This week, WW is launching "Distant Voices," a daily video interview for the era of social distancing. Our reporters are asking Portlanders what they're doing during quarantine.
When it comes to plague, Portland author Emily Suvada has imagined the worst.
Her science fiction Mortal Coil trilogy describes people living in air-tight bunkers to avoid a virus that causes people to explode in bloody clouds, spreading the disease.
The bunkers are run by a mega-corporation called Cartaxus that sells gene-editing apps. At birth, almost everyone is implanted with a "panel" that can cure disease and change one's abilities and appearance. People edit their genes the way we edit playlists on Spotify, often with their own hacks.
Suvada wrote the first Mortal Coil book in 2017, when few people outside of the Centers for Disease Control and Prevention knew what a coronavirus was. Suvada wishes Covid-19 had never arisen, but she wasn't surprised by it.
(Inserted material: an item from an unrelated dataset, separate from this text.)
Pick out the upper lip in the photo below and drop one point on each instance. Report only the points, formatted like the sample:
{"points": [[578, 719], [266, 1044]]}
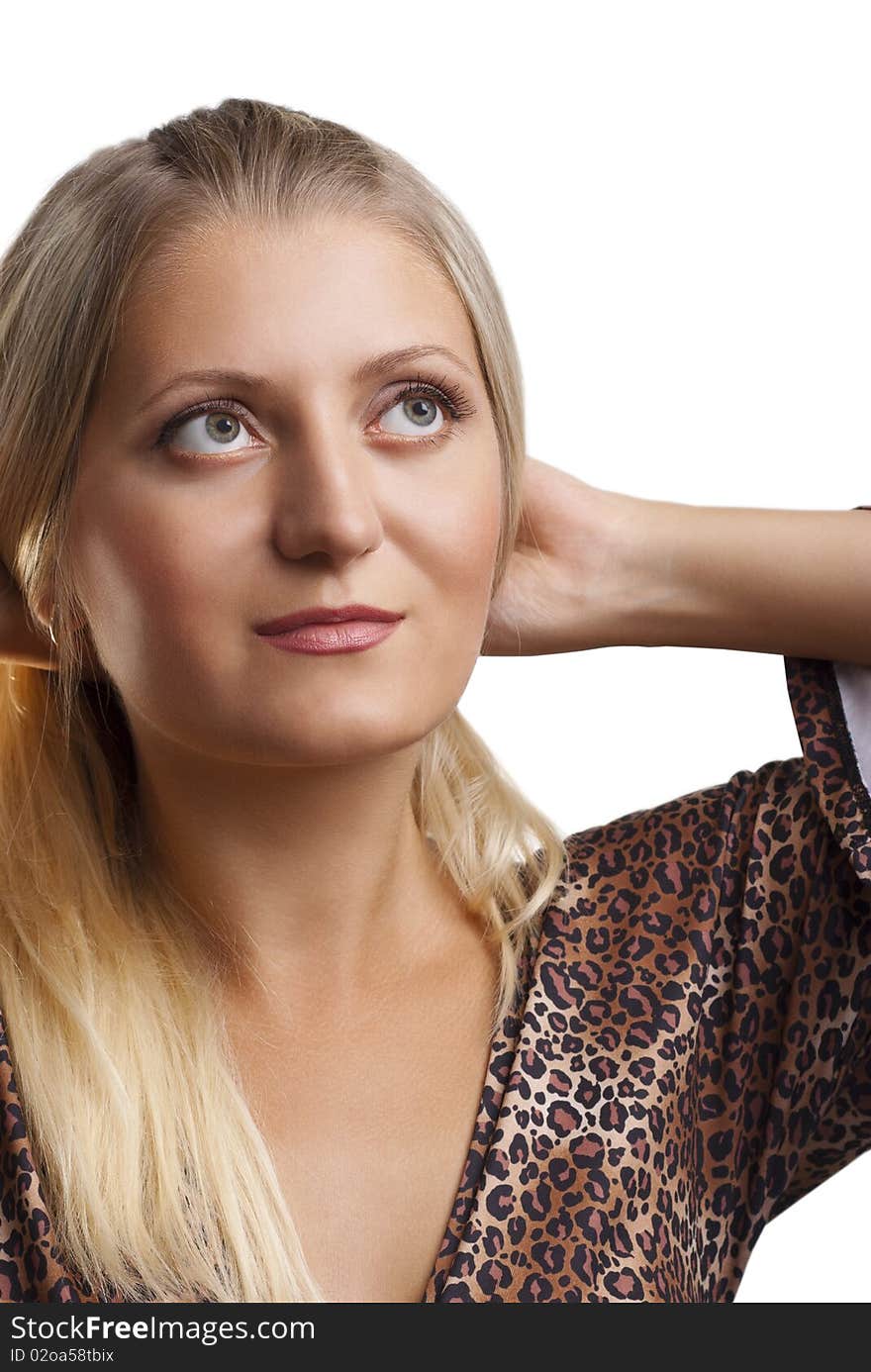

Before writing books, Suvada got a degree in math and theoretical astrophysics from the University of Sydney. Instead of peering into space, she went to work in finance as a "quant," trying to predict trends in the stock market. Now, she is devouring as much data as she can to predict the course of coronavirus.
"I've got crazy spreadsheets," she says.
So what does a sci-fi writer with a serious data habit expect? Give the interview a listen. No spoilers, but Suvada says she's an "unflagging optimist," which is impressive for someone who imagined a dystopia worthy of Logan's Run. Given that, she doesn't expect the mailman to blow up in a bloody cloud anytime soon.